Crypto markets are quiet as traders assess the damage and consequences of recent loan liquidations, bail-outs, and pending bankruptcies. Despite many calling for BTC to outperform on the way back up, due to a continuation of flight to quality, in fact the reverse has happened. It appears the market is still nervous of further BTC liquidations, a risk which does not hang over the alts. Consequently, majors have remained range bound with an underlying bid tone in low volume trading: BTC traded mostly within $19,750 / $21,750 all week (major resistance at $22,750); while ETH trended all week to a Sunday high around $1,280 (major resistance at $1,300). Some alts have recovered remarkably well, with SOL (+20%), MATIC (+30%), SHIB (+35%), DOG (+25%), UNI (+35%) amongst the better performers.
Our flow data this week shows that our buyers have again come primarily from APAC and EMEA clients, with America’s clients marginal sellers. By client type, our main buyers have been banks and funds, with other clients showing no strong bias. Broken out by coin, we have seen a bias to buy BTC (52.6% buyers) and to sell ETH (52.7% sellers); and in alts we have had strong buying of SOL, LINK, UNI, AVAX, and XLM, and strong selling in XRP, LTC, ADA, and DOT.
Futures basis in BTC has recovered on most exchanges, with 1m basis recovering from -1% to +1% on most major exchanges, but the OTC lend/borrow market remains very quiet.
Implied vols have softened considerably over the past week, with 1 month BTC ATM volatility dropping 10 vols to 80%, and the equivalent in ETH down 15 to 95%. Risk reversals may be trying to tell us something more interesting. While mid curve riskies have stayed bid at around 12 vols puts, the very front has come off hard, with 01 July 25delta r/r trading only 5 vols puts, and 15 July only 10 vols puts. Clearly there is some urgency amongst traders to hedge against the risk on a break higher through the aforementioned resistance levels.

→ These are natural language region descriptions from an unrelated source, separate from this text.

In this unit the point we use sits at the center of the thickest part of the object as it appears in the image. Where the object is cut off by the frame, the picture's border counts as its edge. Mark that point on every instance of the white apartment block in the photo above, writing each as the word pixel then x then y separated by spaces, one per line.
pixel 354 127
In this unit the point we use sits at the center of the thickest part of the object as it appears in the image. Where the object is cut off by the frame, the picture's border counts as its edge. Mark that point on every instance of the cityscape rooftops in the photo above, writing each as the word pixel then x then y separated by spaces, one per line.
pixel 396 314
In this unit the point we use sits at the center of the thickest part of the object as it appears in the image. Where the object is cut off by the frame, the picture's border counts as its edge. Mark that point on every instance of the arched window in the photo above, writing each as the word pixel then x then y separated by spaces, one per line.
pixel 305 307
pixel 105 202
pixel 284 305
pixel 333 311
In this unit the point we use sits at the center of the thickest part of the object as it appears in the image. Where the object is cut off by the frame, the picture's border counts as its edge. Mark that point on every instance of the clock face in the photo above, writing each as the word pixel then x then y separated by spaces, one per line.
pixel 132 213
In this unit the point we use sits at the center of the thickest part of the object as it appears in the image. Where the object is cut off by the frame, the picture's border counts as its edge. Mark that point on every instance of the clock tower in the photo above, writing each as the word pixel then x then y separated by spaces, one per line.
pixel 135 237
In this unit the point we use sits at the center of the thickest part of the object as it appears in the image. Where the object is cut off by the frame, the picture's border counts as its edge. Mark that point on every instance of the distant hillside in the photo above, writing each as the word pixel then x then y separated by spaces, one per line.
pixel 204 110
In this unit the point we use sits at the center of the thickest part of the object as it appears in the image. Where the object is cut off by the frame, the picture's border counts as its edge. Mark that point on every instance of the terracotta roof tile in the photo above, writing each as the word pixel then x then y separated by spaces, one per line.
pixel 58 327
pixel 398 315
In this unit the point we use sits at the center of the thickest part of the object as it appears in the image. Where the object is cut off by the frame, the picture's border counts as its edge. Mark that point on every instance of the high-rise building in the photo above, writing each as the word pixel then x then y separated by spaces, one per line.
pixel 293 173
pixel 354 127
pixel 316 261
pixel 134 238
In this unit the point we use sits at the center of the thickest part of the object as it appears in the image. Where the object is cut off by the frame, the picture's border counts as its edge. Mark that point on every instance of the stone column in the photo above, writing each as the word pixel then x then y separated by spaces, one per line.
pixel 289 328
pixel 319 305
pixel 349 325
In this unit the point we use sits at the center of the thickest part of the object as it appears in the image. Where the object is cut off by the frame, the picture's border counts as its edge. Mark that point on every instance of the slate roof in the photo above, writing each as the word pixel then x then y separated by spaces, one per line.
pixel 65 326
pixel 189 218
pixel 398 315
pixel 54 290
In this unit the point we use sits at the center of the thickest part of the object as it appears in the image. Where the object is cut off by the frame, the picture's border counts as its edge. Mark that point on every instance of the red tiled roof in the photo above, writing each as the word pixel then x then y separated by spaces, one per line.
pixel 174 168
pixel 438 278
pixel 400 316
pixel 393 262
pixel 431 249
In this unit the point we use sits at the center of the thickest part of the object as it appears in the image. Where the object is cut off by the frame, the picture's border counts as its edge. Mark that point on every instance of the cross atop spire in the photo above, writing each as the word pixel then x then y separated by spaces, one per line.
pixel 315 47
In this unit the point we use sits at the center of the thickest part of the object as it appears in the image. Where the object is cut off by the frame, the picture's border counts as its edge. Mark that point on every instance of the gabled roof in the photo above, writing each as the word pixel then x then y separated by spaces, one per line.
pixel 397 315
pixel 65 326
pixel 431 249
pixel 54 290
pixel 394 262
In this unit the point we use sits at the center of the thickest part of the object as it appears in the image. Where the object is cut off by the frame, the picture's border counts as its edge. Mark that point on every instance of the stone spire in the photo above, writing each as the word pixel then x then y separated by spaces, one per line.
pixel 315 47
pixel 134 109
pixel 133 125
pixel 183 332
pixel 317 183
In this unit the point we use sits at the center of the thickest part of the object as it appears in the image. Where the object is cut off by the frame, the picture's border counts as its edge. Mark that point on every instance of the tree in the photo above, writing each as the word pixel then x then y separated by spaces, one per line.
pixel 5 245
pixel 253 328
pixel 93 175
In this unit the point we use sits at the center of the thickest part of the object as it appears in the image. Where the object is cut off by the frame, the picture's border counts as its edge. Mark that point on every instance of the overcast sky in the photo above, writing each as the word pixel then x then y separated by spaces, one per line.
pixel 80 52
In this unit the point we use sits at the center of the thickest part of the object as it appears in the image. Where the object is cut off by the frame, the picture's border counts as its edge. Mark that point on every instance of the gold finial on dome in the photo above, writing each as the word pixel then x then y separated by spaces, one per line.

The market will focus primarily on US core PCE numbers for May, out on Thursday this week. Judging by the market’s reaction to the CPI data on 10 June, any indication that core inflation has peaked already would cause interest rate expectations to fall and risk assets to rally. In crypto, traders will continue to focus on credit risks in the market, and the probability of more liquidations on spot price weakness.